May need to implement wideband speech coding, make the part of arrowband at least of encoded signal can pass through narrow band channel (for example, the PSTN channel) transmission, and do not need code conversion or other material alteration.Also may need the efficient (for example) of wideband encoding expansion to avoid and in using (for example wireless cellular telephony and by wired and broadcasting wireless channel), significantly to reduce by serviced user's number.

A kind of method of wideband speech coding relates to according to encoded narrow-band spectrum envelope extrapolation high frequency band spectrum envelope.Yet, do not implement described method under the situation of code conversion though can have any increase and not need in bandwidth, generally can not predict the rough spectrum envelope or the resonance peak structure of the highband part of voice signal according to the spectrum envelope of arrowband part exactly.
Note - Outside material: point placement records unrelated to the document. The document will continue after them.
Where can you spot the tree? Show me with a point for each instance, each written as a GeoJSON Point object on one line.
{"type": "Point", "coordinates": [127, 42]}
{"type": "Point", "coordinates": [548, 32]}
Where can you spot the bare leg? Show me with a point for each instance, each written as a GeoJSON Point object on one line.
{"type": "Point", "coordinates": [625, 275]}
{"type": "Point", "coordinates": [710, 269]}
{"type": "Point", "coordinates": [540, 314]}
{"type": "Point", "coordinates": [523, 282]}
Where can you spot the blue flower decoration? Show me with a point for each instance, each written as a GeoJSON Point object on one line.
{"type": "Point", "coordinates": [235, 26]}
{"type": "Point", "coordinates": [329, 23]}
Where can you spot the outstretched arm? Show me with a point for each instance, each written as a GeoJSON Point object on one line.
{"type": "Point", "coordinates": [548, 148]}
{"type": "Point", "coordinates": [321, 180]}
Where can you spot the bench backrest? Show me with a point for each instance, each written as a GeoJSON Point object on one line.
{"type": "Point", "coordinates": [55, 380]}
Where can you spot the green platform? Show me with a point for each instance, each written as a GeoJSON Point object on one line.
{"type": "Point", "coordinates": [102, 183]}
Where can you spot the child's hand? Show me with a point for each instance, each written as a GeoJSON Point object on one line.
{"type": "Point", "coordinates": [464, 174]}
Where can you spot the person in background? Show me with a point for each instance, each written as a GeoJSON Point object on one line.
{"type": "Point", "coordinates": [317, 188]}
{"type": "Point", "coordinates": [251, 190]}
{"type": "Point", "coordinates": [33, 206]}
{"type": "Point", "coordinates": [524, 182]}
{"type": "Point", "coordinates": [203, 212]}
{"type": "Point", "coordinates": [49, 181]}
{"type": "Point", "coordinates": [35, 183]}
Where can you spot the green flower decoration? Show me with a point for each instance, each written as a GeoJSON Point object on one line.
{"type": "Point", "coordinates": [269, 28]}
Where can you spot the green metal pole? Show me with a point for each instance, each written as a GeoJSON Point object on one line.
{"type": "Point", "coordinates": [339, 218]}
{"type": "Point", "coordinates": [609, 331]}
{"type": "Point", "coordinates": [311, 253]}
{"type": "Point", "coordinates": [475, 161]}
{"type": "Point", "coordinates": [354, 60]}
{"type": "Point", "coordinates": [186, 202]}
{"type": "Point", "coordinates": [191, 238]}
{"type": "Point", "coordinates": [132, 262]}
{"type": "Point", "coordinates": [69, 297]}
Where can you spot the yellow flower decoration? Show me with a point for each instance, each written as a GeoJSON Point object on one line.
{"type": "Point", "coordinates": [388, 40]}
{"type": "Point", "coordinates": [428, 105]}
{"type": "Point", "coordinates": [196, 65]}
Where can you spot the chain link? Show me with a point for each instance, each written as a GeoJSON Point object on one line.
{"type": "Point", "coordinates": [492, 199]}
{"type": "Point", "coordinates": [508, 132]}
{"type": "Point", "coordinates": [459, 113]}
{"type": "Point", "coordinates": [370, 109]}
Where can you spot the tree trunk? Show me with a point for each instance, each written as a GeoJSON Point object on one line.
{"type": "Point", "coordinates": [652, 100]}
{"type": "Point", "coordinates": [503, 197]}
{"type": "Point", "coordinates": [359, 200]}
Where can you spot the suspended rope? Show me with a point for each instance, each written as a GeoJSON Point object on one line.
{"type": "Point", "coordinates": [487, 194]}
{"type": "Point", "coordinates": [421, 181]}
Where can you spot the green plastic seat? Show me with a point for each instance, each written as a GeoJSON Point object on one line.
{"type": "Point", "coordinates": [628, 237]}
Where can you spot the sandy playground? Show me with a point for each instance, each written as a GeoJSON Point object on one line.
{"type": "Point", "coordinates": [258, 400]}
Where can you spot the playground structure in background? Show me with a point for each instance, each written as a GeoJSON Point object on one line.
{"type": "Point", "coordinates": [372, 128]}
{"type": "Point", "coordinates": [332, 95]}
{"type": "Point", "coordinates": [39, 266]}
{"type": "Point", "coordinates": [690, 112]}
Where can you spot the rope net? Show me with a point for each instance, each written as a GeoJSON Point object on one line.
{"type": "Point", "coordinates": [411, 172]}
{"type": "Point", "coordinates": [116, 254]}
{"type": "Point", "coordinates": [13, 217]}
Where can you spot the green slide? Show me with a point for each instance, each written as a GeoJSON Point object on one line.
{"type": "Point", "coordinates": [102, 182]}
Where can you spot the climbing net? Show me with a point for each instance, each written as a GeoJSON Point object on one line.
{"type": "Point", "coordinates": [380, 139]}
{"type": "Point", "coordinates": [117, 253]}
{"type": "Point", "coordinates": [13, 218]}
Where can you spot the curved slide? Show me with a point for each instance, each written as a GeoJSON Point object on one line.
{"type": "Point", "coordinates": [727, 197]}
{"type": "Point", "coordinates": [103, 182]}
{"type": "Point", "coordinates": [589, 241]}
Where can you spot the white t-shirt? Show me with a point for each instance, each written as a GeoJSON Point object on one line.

The particular instance of wideband acoustic encoder A100 is configured under the speed of about 8.55kbps (kbps) wideband speech signal S10 be encoded, wherein about 7.55kbps is used for narrow band filter parameter S 40 and encoded arrowband pumping signal S50, and about 1kbps is used for high frequency band coding parameter (for example, filter parameter and/or gain parameter) S60.

May need encoded low band signal and high-frequency band signals are combined into single bit stream.For instance, may need encoded signal is carried out together multiplexed, for transmission (for example, by wired, optics or wireless transmission channel) or for storage, as encoded wideband speech signal.Figure 10 b shows the block diagram of wideband acoustic encoder A102, described wideband acoustic encoder A102 comprises multiplexer A130, and it is configured to narrow band filter parameter S 40, encoded arrowband pumping signal S50 and high frequency band coding parameter S60 are combined into through multiplexed signal S70.Figure 11 b shows the block diagram of the correspondence enforcement B102 of broadband voice demoder B100.Demoder B102 comprises demultiplexer B130, and it is configured to through multiplexing signal S70 demultiplexing, to obtain narrow band filter parameter S 40, encoded arrowband pumping signal S50 and high frequency band coding parameter S60.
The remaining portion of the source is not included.